O Sindicato dos Lojistas do Comércio do Estado do Piauí (SINDILOJAS) lançou uma nota repudiando a abordagem truculenta contra o microempresário nessa segunda-feira (20) no bairro Parque Piauí, na zona sul de Teresina. De acordo com o Sindilojas, a loja não estava funcionando, apenas o lojista estava fazendo um atendimento pontual a uma família quando foi abordado e tratado com total desrespeito. "O atual momento requer prudência e não é fechando o comércio, prendendo empresários e cercando a cidade que iremos encontrar alternativas viáveis para essa pandemia", informou a nota.
Nota de repúdio
O SINDILOJAS/PI manifesta repúdio diante da ação da SDU Sul, Guarda Municipal e Polícia Militar do Piauí que, no último dia 20 de abril, abordou de forma truculenta um pequeno empresário de confecções no bairro Parque Piauí. A loja não estava funcionando, apenas o lojista estava fazendo um atendimento pontual a uma família quando foi abordado e tratado com total desrespeito. O SINDILOJAS reafirma que é a iniciativa privada, do pequeno ao grande empreendedor, quem paga impostos dos mais diversos, juntamente para custear o sistema público que age de forma arbitrária e desnecessária, humilhando um cidadão. O atual momento requer prudência e não é fechando o comércio, prendendo empresários e cercando a cidade que iremos encontrar alternativas viáveis para essa pandemia.
Entenda o caso
Um trabalhador ainda não identificado sofreu uma crise epiléptica durante uma abordagem policial no bairro Parque Piauí, na zona sul de Teresina. De acordo com populares, a abordagem iniciou, pois a vítima havia aberto o seu comércio, descumprindo o decreto estadual.

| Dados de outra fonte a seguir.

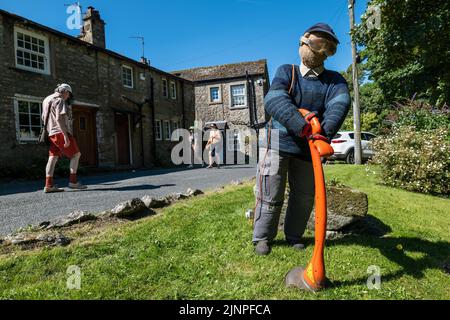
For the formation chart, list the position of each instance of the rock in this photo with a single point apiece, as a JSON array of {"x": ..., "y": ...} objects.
[
  {"x": 22, "y": 238},
  {"x": 334, "y": 235},
  {"x": 53, "y": 239},
  {"x": 74, "y": 217},
  {"x": 49, "y": 239},
  {"x": 193, "y": 192},
  {"x": 175, "y": 197},
  {"x": 44, "y": 224},
  {"x": 345, "y": 206},
  {"x": 334, "y": 221},
  {"x": 153, "y": 203},
  {"x": 128, "y": 208}
]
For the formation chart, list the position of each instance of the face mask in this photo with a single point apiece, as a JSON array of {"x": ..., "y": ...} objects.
[{"x": 320, "y": 45}]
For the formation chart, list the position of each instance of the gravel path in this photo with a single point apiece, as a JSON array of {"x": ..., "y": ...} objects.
[{"x": 24, "y": 203}]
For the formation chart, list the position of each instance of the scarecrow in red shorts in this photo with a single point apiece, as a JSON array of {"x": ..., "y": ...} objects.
[{"x": 57, "y": 114}]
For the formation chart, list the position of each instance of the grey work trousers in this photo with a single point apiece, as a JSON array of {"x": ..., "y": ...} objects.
[{"x": 273, "y": 170}]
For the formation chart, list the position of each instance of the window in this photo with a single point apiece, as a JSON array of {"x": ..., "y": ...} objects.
[
  {"x": 164, "y": 88},
  {"x": 238, "y": 95},
  {"x": 29, "y": 119},
  {"x": 167, "y": 130},
  {"x": 127, "y": 77},
  {"x": 32, "y": 51},
  {"x": 83, "y": 124},
  {"x": 214, "y": 94},
  {"x": 158, "y": 129},
  {"x": 175, "y": 126},
  {"x": 173, "y": 90}
]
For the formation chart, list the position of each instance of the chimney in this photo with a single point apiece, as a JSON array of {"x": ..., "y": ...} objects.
[
  {"x": 93, "y": 30},
  {"x": 145, "y": 61}
]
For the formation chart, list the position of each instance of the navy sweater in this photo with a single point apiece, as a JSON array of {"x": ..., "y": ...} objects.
[{"x": 327, "y": 94}]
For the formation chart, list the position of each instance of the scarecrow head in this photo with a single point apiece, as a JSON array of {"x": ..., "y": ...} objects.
[{"x": 317, "y": 44}]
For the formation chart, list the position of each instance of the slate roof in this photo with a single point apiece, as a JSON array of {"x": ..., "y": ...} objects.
[{"x": 225, "y": 71}]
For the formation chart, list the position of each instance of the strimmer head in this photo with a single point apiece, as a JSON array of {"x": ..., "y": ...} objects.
[{"x": 295, "y": 279}]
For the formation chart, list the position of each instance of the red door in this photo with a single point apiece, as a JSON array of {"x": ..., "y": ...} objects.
[
  {"x": 123, "y": 139},
  {"x": 84, "y": 131}
]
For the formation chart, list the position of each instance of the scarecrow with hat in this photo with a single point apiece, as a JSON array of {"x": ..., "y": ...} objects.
[{"x": 287, "y": 158}]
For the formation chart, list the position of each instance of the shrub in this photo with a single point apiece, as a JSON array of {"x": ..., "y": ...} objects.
[{"x": 415, "y": 160}]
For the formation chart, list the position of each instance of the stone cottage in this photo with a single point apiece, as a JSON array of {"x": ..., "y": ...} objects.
[
  {"x": 232, "y": 92},
  {"x": 124, "y": 110}
]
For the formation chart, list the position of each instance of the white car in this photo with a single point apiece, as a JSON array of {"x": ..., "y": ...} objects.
[{"x": 343, "y": 144}]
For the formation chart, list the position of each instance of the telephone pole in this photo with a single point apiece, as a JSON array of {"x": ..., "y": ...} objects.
[{"x": 356, "y": 106}]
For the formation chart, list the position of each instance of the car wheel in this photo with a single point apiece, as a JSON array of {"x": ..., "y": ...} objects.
[{"x": 350, "y": 159}]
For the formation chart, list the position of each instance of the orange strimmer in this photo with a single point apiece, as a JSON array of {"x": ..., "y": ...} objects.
[{"x": 313, "y": 277}]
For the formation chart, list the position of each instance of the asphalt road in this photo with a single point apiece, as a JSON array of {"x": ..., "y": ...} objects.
[{"x": 24, "y": 203}]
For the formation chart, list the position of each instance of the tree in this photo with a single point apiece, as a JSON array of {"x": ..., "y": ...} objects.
[{"x": 409, "y": 54}]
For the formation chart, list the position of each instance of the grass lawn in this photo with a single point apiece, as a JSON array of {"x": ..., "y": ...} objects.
[{"x": 201, "y": 249}]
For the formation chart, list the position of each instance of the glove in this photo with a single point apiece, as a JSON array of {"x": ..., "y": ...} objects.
[
  {"x": 317, "y": 136},
  {"x": 307, "y": 130},
  {"x": 322, "y": 145}
]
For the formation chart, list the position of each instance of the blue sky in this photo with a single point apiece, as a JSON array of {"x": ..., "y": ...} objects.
[{"x": 183, "y": 34}]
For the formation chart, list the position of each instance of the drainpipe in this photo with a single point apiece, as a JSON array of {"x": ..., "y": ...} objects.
[
  {"x": 141, "y": 124},
  {"x": 249, "y": 100},
  {"x": 152, "y": 105},
  {"x": 183, "y": 115}
]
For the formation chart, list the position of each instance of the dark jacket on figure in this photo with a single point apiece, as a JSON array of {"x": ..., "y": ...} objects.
[{"x": 326, "y": 94}]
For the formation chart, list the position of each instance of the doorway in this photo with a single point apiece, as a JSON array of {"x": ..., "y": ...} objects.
[
  {"x": 123, "y": 139},
  {"x": 85, "y": 132}
]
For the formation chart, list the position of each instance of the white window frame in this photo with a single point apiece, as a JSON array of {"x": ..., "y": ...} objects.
[
  {"x": 45, "y": 55},
  {"x": 158, "y": 131},
  {"x": 132, "y": 77},
  {"x": 232, "y": 106},
  {"x": 28, "y": 99},
  {"x": 219, "y": 99},
  {"x": 166, "y": 133},
  {"x": 173, "y": 92},
  {"x": 164, "y": 85},
  {"x": 176, "y": 125}
]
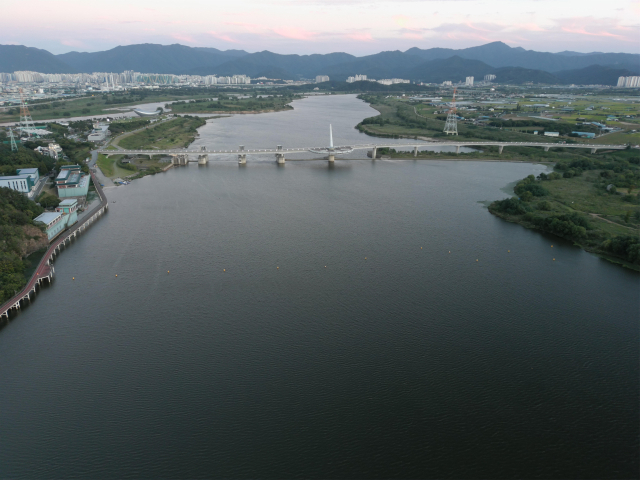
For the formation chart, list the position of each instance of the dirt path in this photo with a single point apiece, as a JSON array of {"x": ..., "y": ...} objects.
[{"x": 597, "y": 215}]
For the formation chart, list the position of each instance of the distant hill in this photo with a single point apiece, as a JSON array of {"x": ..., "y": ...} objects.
[
  {"x": 499, "y": 54},
  {"x": 18, "y": 57},
  {"x": 457, "y": 69},
  {"x": 293, "y": 66},
  {"x": 434, "y": 65},
  {"x": 595, "y": 75},
  {"x": 149, "y": 58},
  {"x": 393, "y": 64}
]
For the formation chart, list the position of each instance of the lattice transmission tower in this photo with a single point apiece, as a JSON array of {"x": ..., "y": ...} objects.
[
  {"x": 451, "y": 125},
  {"x": 26, "y": 122},
  {"x": 14, "y": 146}
]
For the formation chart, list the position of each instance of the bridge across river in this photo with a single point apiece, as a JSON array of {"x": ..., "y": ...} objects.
[
  {"x": 182, "y": 156},
  {"x": 45, "y": 270}
]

Conforme os vídeos, os policiais exigem para o trabalhador um documento de identificação e ele afirma que não tem nenhum. Logo após, os policiais resolveram levar o homem algemado para Central de Flagrantes. Durante a imobilização inapropriada, o homem, que possuí atestado de epilepsia, acabou sofrendo uma crise. Mesmo passando mal, os policiais ainda deixaram a vítima algemada.
Segundo a Secretaria de Estado da Segurança Pública, os vídeos sobre o fato serão analisados. Mas, a secretaria não compactua com o desrespeito dos cidadãos com as autoridades policiais, e não aceita a polícia ser truculênta contra o cidadão.